Cześć środowiska psychoterapeutów, wpływowych postaci mediów, zaprzyjaźniona z Samsonem, stanęło w jego obronie, co wywołało wstrząs opinii publicznej. I poczucie, że gdy pedofilem okazuje się przedstawiciel establishmentu to sprawa jest bagatelizowana.
W 2007 roku sąd uznał winę Samosna przy każdym z zarzutów i skazał go na 8 lat więzienia. Potem wyrok uchylono z powodów proceduralnych i sprawa trafiła do ponownego rozpatrzenia. Tego Samson już nie doczekał. Już podczas zatrzymania był poważnie chory. Miał cukrzycę, marskość wątroby, spowodowaną nadużywaniem alkoholu. Zmarł w marcu 2009 roku.

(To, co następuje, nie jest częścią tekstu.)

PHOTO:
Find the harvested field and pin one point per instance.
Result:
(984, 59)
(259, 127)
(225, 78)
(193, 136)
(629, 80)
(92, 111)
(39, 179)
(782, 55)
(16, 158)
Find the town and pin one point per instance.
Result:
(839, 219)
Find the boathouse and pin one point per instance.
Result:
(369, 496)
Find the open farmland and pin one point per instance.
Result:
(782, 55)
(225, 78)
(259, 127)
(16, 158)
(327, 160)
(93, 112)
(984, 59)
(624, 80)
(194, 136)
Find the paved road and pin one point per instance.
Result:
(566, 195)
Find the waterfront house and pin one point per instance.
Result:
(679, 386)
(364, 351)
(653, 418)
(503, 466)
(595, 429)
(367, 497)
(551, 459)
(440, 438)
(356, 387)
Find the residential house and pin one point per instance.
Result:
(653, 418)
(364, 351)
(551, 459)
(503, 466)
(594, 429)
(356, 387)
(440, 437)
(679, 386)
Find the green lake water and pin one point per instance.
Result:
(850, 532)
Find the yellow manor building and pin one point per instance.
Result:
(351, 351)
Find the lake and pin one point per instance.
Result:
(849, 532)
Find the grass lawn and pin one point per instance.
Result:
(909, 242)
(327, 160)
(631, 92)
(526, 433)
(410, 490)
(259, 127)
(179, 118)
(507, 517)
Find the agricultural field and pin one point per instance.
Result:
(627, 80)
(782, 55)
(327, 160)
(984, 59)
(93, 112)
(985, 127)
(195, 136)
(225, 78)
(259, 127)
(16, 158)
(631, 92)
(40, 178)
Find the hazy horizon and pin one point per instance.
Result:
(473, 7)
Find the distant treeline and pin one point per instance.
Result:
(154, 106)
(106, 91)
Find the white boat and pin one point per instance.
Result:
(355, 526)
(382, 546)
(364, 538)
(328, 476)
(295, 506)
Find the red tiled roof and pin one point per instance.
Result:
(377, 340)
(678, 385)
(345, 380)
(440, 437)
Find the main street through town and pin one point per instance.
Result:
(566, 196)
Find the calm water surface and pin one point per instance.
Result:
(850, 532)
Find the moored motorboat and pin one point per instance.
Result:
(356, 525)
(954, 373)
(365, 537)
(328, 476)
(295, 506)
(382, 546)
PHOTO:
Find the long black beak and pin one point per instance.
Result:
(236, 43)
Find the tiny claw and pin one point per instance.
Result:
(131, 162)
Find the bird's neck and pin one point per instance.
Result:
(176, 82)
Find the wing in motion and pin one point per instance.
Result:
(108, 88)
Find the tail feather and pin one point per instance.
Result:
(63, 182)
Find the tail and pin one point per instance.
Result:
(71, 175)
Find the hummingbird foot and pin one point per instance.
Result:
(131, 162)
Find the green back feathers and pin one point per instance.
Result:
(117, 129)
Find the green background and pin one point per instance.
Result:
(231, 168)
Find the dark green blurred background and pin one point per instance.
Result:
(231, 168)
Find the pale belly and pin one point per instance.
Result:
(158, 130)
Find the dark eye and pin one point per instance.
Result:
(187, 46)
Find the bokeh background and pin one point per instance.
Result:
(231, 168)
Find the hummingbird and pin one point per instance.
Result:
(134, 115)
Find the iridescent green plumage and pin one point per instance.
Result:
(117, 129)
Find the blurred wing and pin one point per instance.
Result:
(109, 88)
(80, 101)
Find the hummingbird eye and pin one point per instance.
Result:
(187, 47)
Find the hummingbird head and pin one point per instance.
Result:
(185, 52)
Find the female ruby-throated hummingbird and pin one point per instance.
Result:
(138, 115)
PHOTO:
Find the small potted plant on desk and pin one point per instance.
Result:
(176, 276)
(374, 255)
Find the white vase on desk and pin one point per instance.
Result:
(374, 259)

- Na dworcu także bywał Samson – wyjawił w czasie realizacji filmu „Pedofile” policjant prowadzący śledztwo w sprawie wykorzystywania nieletnich. – Skąd wiemy? Chłopaki go poznali, zobaczyli w gazecie, gdy wybuchła afera. Dla nich większość znanych nam ludzi jest nieznana. Żyją w innym świecie.
On
04-07-2004 12:29
Z otrzymanego mejla: „Dwa lata temu jedna z gazetek (...) opublikowała reportaż z Dworca Centralnego. Pies z kulawą nogą się tym nie zainteresował. (...) Znalazły się tam fotki i sygnaturki dwóch panów: jednego reżysera, drugiego – polityka. Kilka miesięcy temu wspomniałem o tym jednemu filmowcowi, »że może, że Dworzec Centralny w Warszawie sprawa jest zastanawiająca etc.«. W odpowiedzi usłyszałem, że »reżyser dużo może i gdyby wyszło, iż „On” to „On”, to on (filmowiec bez dyplomu) nigdy już w Polsce nie nakręci filmu«. I tak to jest w polskim grajdole.”